David Lee Chaum (born 1955) is an American computer scientist, cryptographer, and inventor. He is known as a pioneer in cryptography and privacy-preserving technologies, and widely recognized as the inventor of digital cash. His 1982 dissertation "Computer Systems Established, Maintained, and Trusted by Mutually Suspicious Groups" is the first known proposal for a blockchain protocol.[1] Complete with the code to implement the protocol, Chaum's dissertation proposed all but one element of the blockchain later detailed in the Bitcoinwhitepaper. He has been referred to as "the father of online anonymity",[2] and "the godfather of cryptocurrency".[3]
He is also known for developing ecash, an electronic cash application that aims to preserve a user's anonymity, and inventing many cryptographic protocols like the blind signature, mix networks and the Dining cryptographers protocol.
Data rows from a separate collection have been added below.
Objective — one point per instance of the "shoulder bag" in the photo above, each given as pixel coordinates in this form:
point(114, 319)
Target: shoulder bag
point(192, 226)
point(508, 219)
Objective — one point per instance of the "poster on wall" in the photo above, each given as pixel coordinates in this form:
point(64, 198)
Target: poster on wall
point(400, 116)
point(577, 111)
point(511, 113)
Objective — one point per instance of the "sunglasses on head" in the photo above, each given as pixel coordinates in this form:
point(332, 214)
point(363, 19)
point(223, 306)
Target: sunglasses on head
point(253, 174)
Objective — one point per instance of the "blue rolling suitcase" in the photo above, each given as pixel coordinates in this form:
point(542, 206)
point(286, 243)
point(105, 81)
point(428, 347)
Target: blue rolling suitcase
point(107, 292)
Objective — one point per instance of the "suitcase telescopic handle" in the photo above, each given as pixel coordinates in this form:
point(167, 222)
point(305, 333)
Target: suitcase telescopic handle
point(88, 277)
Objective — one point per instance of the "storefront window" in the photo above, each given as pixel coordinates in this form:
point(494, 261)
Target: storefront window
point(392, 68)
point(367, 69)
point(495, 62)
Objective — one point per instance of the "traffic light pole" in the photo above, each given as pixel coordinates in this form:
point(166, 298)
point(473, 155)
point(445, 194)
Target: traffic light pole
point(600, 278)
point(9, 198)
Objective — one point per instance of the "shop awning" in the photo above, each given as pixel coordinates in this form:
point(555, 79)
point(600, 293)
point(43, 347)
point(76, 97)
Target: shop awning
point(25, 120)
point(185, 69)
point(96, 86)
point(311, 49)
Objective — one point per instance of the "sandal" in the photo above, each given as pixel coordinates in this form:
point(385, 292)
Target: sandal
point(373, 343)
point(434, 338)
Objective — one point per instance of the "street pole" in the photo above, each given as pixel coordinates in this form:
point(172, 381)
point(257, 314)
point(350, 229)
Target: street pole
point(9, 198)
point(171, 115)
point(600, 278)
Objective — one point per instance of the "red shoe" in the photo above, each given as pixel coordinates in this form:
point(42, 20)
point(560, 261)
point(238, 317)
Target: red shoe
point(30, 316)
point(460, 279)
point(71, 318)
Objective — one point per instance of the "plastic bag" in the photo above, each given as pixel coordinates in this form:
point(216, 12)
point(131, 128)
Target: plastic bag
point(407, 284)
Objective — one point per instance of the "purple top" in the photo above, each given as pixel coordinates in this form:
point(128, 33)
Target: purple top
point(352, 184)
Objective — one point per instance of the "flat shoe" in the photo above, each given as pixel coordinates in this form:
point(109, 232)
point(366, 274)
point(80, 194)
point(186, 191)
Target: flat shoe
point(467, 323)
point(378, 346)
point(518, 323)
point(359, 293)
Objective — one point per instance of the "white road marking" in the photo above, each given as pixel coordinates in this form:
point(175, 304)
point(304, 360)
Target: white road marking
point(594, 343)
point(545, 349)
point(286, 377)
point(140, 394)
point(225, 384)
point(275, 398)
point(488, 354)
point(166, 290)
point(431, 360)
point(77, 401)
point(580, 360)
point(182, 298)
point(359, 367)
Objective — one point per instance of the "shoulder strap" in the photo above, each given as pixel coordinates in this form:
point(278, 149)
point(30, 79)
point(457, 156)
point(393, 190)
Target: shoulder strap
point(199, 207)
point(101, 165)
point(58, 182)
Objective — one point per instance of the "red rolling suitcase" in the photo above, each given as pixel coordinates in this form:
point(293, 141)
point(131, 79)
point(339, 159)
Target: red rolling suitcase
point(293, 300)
In 1995 his company DigiCash created the first digital currency with eCash.[4]: 65–70 His 1981 paper, "Untraceable Electronic Mail, Return Addresses, and Digital Pseudonyms", laid the groundwork for the field of anonymous communications research.[5]
More recently in 2020, Chaum founded xx network, a privacy-focused blockchain platform, and in 2021 launched xx coin (abbreviation XX), a cryptocurrency designed to enhance user privacy and provide quantum resistance.[6][7]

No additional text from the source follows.